Colin Farrell wampirem
Już niedługo na ekranach kin zobaczymy Colina Farrella w zupełnie nowej roli.
Gwiazdor wcieli się w postać wampira, który sterroryzuje mieszkańców przedmieść. Tylko nastoletni Charlie będzie miał odwagę stanąć oko w oko z krwiożerczym sąsiadem.
Ostatnimi czasy Colin Farrell jest jednym z najbardziej zapracowanych aktorów Hollywood. Po występach w "Londyńskim bulwarze" Williama Monahana i "Niepokonanych" Petera Weira, zaangażowano go do produkcji, która przeniesie nas w spokojny świat amerykańskich przedmieść.

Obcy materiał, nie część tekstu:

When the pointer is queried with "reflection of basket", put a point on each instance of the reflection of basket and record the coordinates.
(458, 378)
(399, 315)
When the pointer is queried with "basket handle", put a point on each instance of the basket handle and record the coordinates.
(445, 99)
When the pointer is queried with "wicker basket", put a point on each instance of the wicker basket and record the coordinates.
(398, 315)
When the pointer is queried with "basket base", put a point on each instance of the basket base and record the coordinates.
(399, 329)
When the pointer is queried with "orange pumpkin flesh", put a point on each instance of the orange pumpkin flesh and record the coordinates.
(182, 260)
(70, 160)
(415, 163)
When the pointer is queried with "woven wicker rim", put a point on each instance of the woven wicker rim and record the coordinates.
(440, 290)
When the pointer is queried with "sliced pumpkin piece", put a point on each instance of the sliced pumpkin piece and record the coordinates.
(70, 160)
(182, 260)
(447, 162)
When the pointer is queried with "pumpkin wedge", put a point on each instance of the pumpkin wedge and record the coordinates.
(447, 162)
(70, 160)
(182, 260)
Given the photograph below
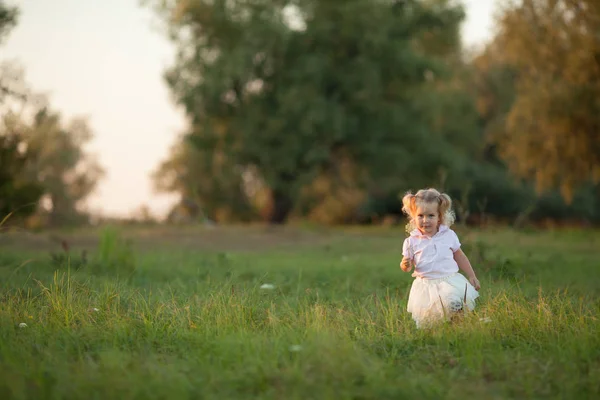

Sielską okolicą wstrząśnie jednak pojawienie się bardzo nietypowego sąsiada. W "Postrachu nocy" - remake'u słynnego horroru z lat 80 - Farrell zagra Jerry'ego, który tylko na pozór jest całkowicie normalnym "facetem z sąsiedztwa", jednak w domowym zaciszu rozsmakowuje się w krwi serwowanej wprost z tętnicy szyjnej.
Głównym bohaterem "Postrachu nocy" będzie jednak nastoletni Charli Brewster (Anton Yelchin), którego życie w końcu układa się tak jak trzeba: jest popularny i umawia się z najfajniejszą dziewczyną w szkole. Problemy pojawiają się z chwilą, gdy do domu obok wprowadza się Jerry (Colin Farrell) - z pozoru świetny facet, choć jest w nim coś niepokojącego i tylko Charlie zdaje się to zauważać.
Pozostali - wliczając w to matkę Charliego (Toni Collette) - nie dostrzegają odmienności nowego sąsiada. Po wnikliwych obserwacjach nastolatek odkrywa, że Jerry jest wampirem. Charlie na własną rękę musi pozbyć się potwora żerującego w jego dzielnicy.